İmam Mâlik b. Enes rahmetullahi aleyh bir gün Hz. Cafer ile hac vazifesini yapmaya gittiler. Herkesin “Lebbeyk Allahümme” diyerek telbiye getirdiği bir anda Hz. Cafer sararmaya ve titremeye başlamıştı. İmam Mâlik sordu:
– Ey Allah Resûlü’nün evladı, neyin var?
– Telbiye getireceğim.
– Seni bu hale sokan ve telbiye getirmekten alıkoyan ne o zaman?
– “Buyur kulum” cevabından başka bir söz işitmekten korkuyorum.
Bir gün kölelerini yanına çağırdı. Onlara;
– Gelin sizinle anlaşalım. Kıyamet günü içinizden hanginiz kurtulursa kalanlarımıza şefaat etsin.
Köleler şaşırarak şöyle dedi:
– Ey Allah Resûlü’nün evladı. Sizin bizim şefaatimize ihtiyacınız yok ki. Dedeniz Hz. Muhammed aleyhisselam bütün insanların ve cinlerin şefaatçisidir.
Bunun üzerine Hz. Cafer şöyle cevap verdi:
– Doğru söyledin. Fakat ben bu amellerimle yarın kıyamet gününde dedemin yüzüne bakmaya utanırım.
Vefatı yaklaşınca oğlu Musa Kâzım hazretlerini çağırıp şöyle nasihat etti:
– Yavrucuğum, vasiyetimi iyi dinle. Söylediklerime dikkat et. Dediklerimi yaparsan mutlu ve huzurlu yaşar, Allah’a hamd ederek ölürsün.
Oğlum! Allah Teâlâ’nın taksimine rıza gösteren zengin olur. Başkasının elindekine göz diken muhteris ise fakir olarak ölür. Kendi günahını küçük gören başkasının günahını büyük görür. Kendi günahını büyük gören başkasının günahını küçük görür.
Yavrucuğum! Başkasının kusurunu arayıp ayıbını ortaya döken kişinin, kendi kusurları ortaya dökülür. İsyan kılıcını kınından çıkaran kişi o kılıçla kendisini keser. Kardeşine kuyu kazan, o kuyuya kendisi düşer. Akılsız insanlarla oturup kalkan düşük görülür, âlimlerle oturup kalkan ise hürmet görür. Kötü yerlere girip çıkan zan altında kalır.
Evlâdım! İnsanların itibarını zedelemekten sakın, yoksa senin de itibarın zedelenir. Seni ilgilendirmeyen hususlara girmekten uzak dur, yoksa bu sebeple alçalırsın.

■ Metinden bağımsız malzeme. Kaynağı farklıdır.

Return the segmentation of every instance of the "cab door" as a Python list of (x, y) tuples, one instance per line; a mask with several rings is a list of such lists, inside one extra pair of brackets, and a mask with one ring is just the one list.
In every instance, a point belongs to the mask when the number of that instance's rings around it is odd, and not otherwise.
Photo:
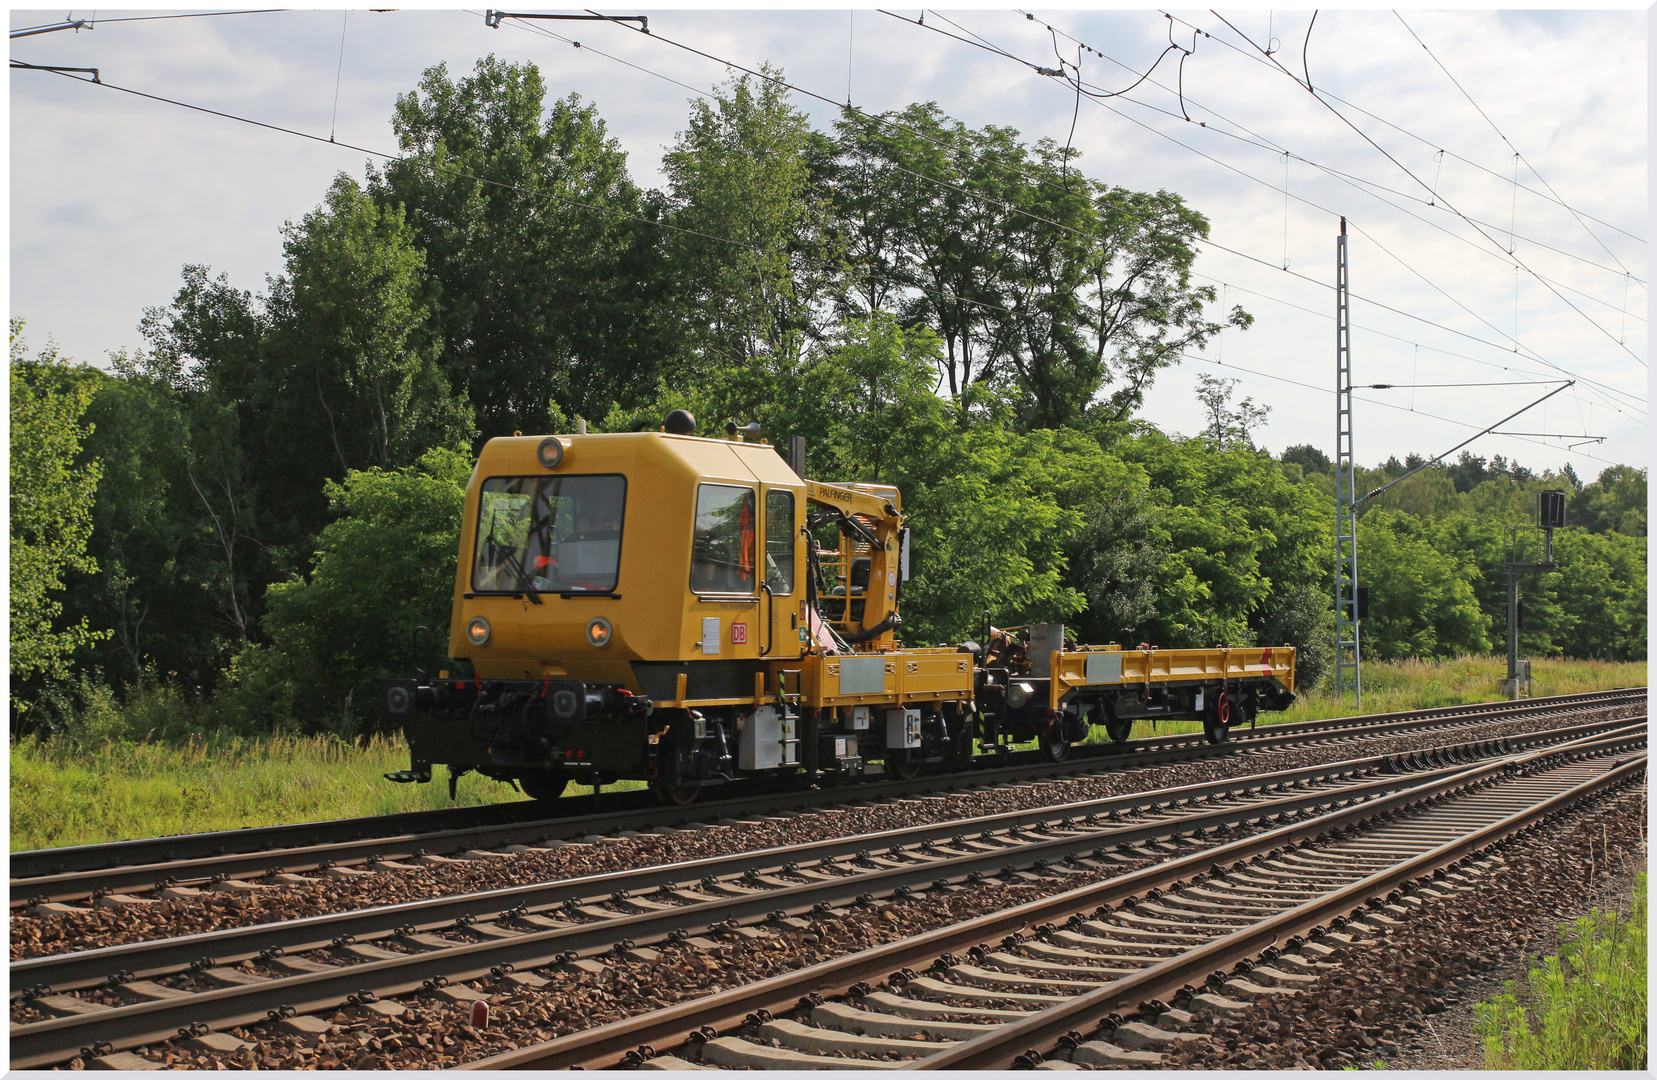
[(805, 538), (800, 530), (803, 500), (791, 488), (760, 485), (764, 554), (760, 559), (759, 619), (768, 631), (759, 643), (767, 660), (797, 660), (801, 607), (805, 597)]

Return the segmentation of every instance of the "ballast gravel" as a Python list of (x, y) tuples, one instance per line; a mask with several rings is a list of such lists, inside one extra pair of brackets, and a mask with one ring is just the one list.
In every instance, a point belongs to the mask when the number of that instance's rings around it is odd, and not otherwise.
[[(262, 1024), (231, 1029), (230, 1034), (252, 1044), (232, 1054), (172, 1046), (134, 1052), (177, 1069), (448, 1068), (901, 941), (1133, 868), (1055, 874), (1039, 882), (991, 879), (972, 890), (838, 910), (775, 936), (728, 936), (713, 949), (660, 945), (657, 959), (607, 960), (598, 973), (540, 968), (534, 974), (547, 985), (534, 989), (478, 980), (467, 985), (488, 995), (490, 1025), (481, 1031), (468, 1023), (469, 1006), (418, 994), (399, 999), (409, 1008), (398, 1017), (355, 1006), (325, 1014), (331, 1030), (309, 1043)], [(77, 1059), (67, 1067), (83, 1066)]]
[[(732, 821), (699, 830), (589, 836), (588, 843), (575, 843), (553, 850), (532, 850), (514, 857), (417, 863), (414, 869), (409, 870), (382, 870), (348, 878), (316, 878), (301, 884), (271, 885), (251, 892), (204, 891), (199, 896), (184, 899), (160, 899), (132, 907), (93, 908), (46, 917), (19, 913), (14, 914), (11, 920), (10, 955), (13, 960), (23, 960), (78, 949), (207, 933), (745, 851), (795, 847), (816, 840), (860, 836), (1016, 809), (1147, 793), (1279, 769), (1329, 764), (1354, 757), (1403, 754), (1437, 746), (1571, 727), (1596, 720), (1644, 715), (1644, 704), (1614, 706), (1541, 719), (1480, 724), (1473, 728), (1417, 732), (1380, 739), (1354, 738), (1306, 750), (1270, 751), (1074, 779), (966, 789), (944, 796), (830, 807), (793, 817)], [(846, 797), (856, 795), (855, 788), (842, 790)], [(733, 804), (731, 813), (740, 814), (740, 805)], [(411, 859), (399, 861), (404, 865), (412, 862)]]
[[(1212, 1038), (1174, 1050), (1174, 1068), (1342, 1068), (1423, 1061), (1423, 1032), (1472, 992), (1480, 976), (1527, 949), (1550, 947), (1554, 927), (1582, 898), (1634, 862), (1644, 865), (1644, 786), (1511, 844), (1473, 889), (1429, 905), (1295, 998), (1271, 999), (1207, 1025)], [(1252, 831), (1252, 830), (1251, 830)], [(1137, 865), (1148, 865), (1146, 860)], [(726, 936), (711, 949), (658, 947), (657, 958), (606, 961), (597, 972), (555, 966), (537, 988), (505, 979), (470, 988), (488, 995), (491, 1024), (467, 1023), (467, 1006), (432, 994), (401, 1000), (400, 1016), (362, 1007), (325, 1015), (302, 1036), (273, 1025), (234, 1029), (249, 1046), (211, 1053), (163, 1045), (137, 1051), (170, 1068), (442, 1068), (715, 993), (822, 960), (912, 937), (1041, 896), (1127, 872), (1053, 874), (1039, 882), (991, 880), (813, 918), (775, 936)], [(14, 1016), (13, 1020), (16, 1021)], [(671, 1048), (662, 1048), (671, 1049)], [(82, 1067), (75, 1061), (70, 1069)]]
[[(1218, 1019), (1168, 1069), (1478, 1069), (1473, 1005), (1557, 947), (1561, 923), (1646, 865), (1642, 783), (1500, 852), (1467, 892), (1427, 905), (1293, 998)], [(1626, 902), (1626, 893), (1623, 894)]]

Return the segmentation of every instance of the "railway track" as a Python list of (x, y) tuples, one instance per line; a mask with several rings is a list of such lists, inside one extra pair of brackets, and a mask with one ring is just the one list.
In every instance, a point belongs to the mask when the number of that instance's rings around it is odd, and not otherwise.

Lehine de olsa aleyhine de olsa doğruyu söyle. Böyle yaparsan toplum arasında itibarın yükselir.
Allah’ın Kitabı’nı oku. İnsanlara selamı yay. İyiliği emret, kötülükten sakındır. Gelmeyene git. Seninle konuşmayanla önce sen konuş. İsteyene ver. İnsanların arasında söz taşıma. İnsanların ayıplarıyla uğraşmaktan sakın. İnsanların ayıplarıyla uğraşanlar onların hedefi olur.
Ziyaret edeceksen hayırlı kimseleri ziyaret et. Kötü şeyler yapanları ziyaret etme. Çünkü onlar içinden su fışkırmayan katı bir kaya, yaprakları olmayan kuru bir ağaç, çimeni çıkmayan çorak toprak gibidirler.
Allah ondan razı olsun.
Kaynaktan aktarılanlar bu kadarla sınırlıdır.